Aerohive RADIUS Server and non-Aerohive RADIUS NAS Clients

  • 1
  • Question
  • Updated 4 years ago
  • Answered
Can an Aerohive AP RADIUS Server authenticate on behalf of non-Aerohive NAS authenticators?

We're trying to add wired 802.1X authentication via AD on a Cisco switch after wireless 802.1X auth has already been implemented.
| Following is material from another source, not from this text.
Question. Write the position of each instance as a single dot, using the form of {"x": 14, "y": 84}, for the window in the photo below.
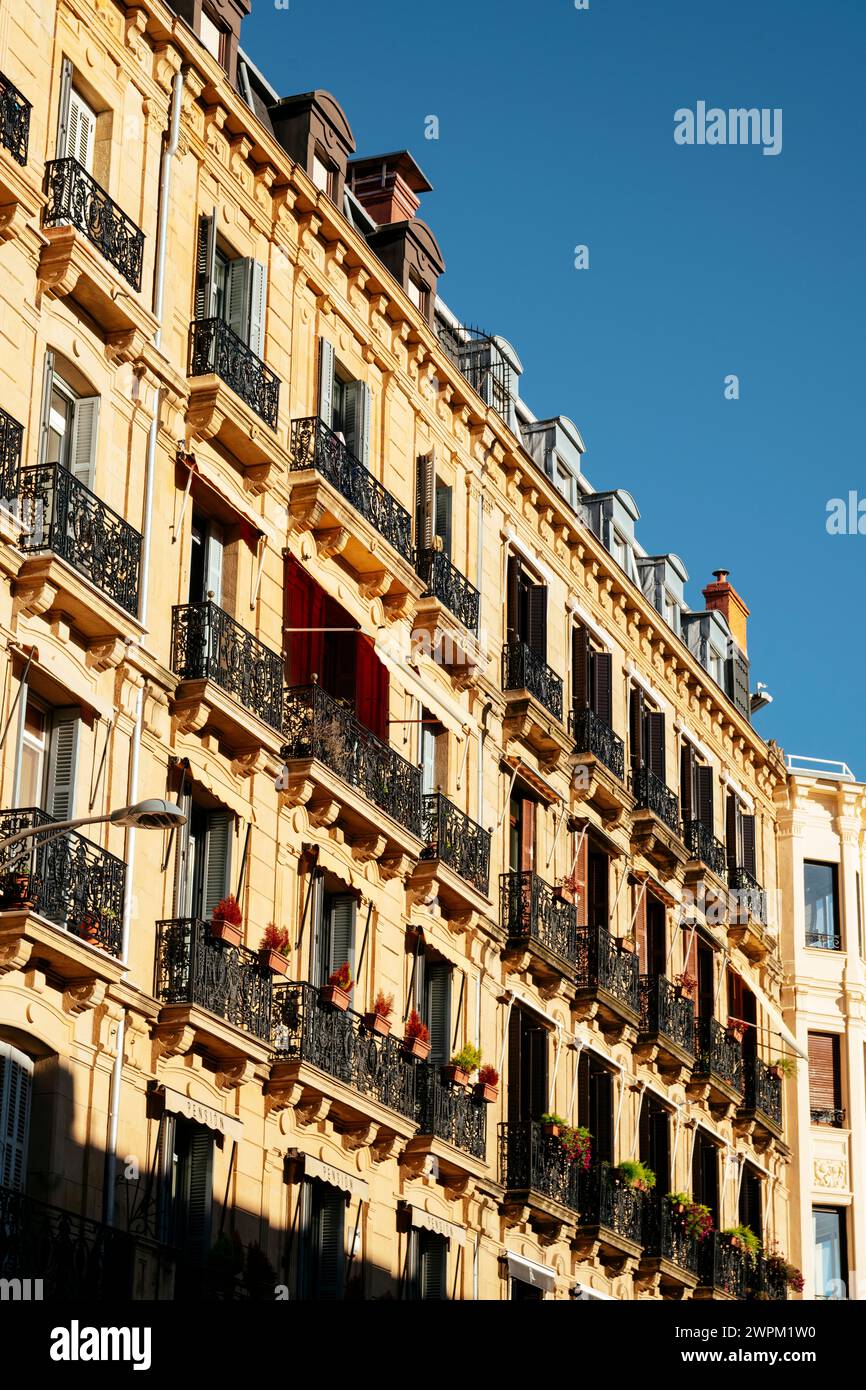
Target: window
{"x": 824, "y": 1079}
{"x": 820, "y": 891}
{"x": 830, "y": 1253}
I'm seeing documentation that the AAA server can only authenticate other Aerohive devices, and no real options in HiveManager for interoperability with non-Aerohive authenticators.

Are we stuck with moving AAA services to NPS instead?

Photo of Steven Bateman

Steven Bateman

  • 65 Posts
  • 12 Reply Likes

Posted 4 years ago

  • 1
Photo of Andrew MacTaggart

Andrew MacTaggart, Champ

  • 483 Posts
  • 86 Reply Likes
The help file only mentions  Aerohive RADIUS authenticators

but there are no restrictions from creating aaa clients/nas that I can see

I am interested in your results. are your supplicants failing?

I've gotten this working with clearpass and acs, but have not tried with Aerohive AP due to eDirectory issues

aaa authentication dot1x default group radius
aaa accounting dot1x default start-stop group radius

dot1x system-auth-control

aaa server radius dynamic-author
 client server-key 7 xxxxxxxxxxxxxxx
 port 3799
 auth-type all

interface GigabitEthernet1/0/2
 switchport access vlan 111
 switchport mode access
 switchport nonegotiate
 authentication port-control auto
 dot1x pae authenticator
 dot1x timeout quiet-period 2
 dot1x timeout tx-period 2
 spanning-tree portfast
 spanning-tree bpduguard enable

Photo of Steven Bateman

Steven Bateman

  • 65 Posts
  • 12 Reply Likes
I added the Cisco switch to the NAS clients and once the switch was configured supplicants did authenticate, but were not dynamically assigned VLANs based on identity/user profile. Once I researched the documentation and also checked via the RADIUS access test tool, I found that the Aerohive AP is returning the user profile attribute instead of a VLAN assignment. This completely makes sense if the authenticator is an Aerohive device, as the VLAN assignment is part of the user profile.

But returning a user profile attribute number obviously means nothing to a Cisco switch. What I couldn't figure out is if there are methods of returning custom attributes FROM an Aerohive AAA server TO an a non-Aerohive authenticator upon successful authentication. From an example configuration guide the Cisco switch needs the following vendor-specific attributes returned:

Assign vendor-specific tunnel attributes in the RADIUS server. The RADIUS server must return these attributes to the switch:
[64] Tunnel-Type = VLAN
[65] Tunnel-Medium-Type = 802
[81] Tunnel-Private-Group-ID = VLAN name or VLAN ID

Attribute [64] must contain the value VLAN (type 13). Attribute [65] must contain the value 802 (type 6). Attribute [81] specifies the VLAN name or VLAN IDassigned to the IEEE 802.1x-authenticated user.

Since the Aerohive AAA server presumably is returning only the user profile attribute number, the Cisco switch considers the VLAN assignment not valid. Authentication succeeds though, and the user is placed on the VLAN for which the port was previously configured.

If 802.1x authentication is enabled but the VLAN information from the RADIUS server is not valid, authorization fails and configured VLAN remains in use. This prevents ports from appearing unexpectedly in an inappropriate VLAN because of a configuration error.

There's also the problem of Aerohive AAA servers using different tunneling methods than Cisco, but I'm not sure how big of a problem that is yet.

Photo of Nick Lowe

Nick Lowe, Official Rep

  • 2487 Posts
  • 449 Reply Likes
Yup, this doesn't appear to be supported. I think you'll end up having to kick up that instance of Network Policy Server or FreeRADIUS for your use case.
Photo of Steven Bateman

Steven Bateman

  • 65 Posts
  • 12 Reply Likes
Sounds good, I figured as much.

Maybe this could be a feature request? Returning custom attribute values doesn't seem too difficult. Again, not sure about whether the tunneling differences between vendors would be a sticky problem.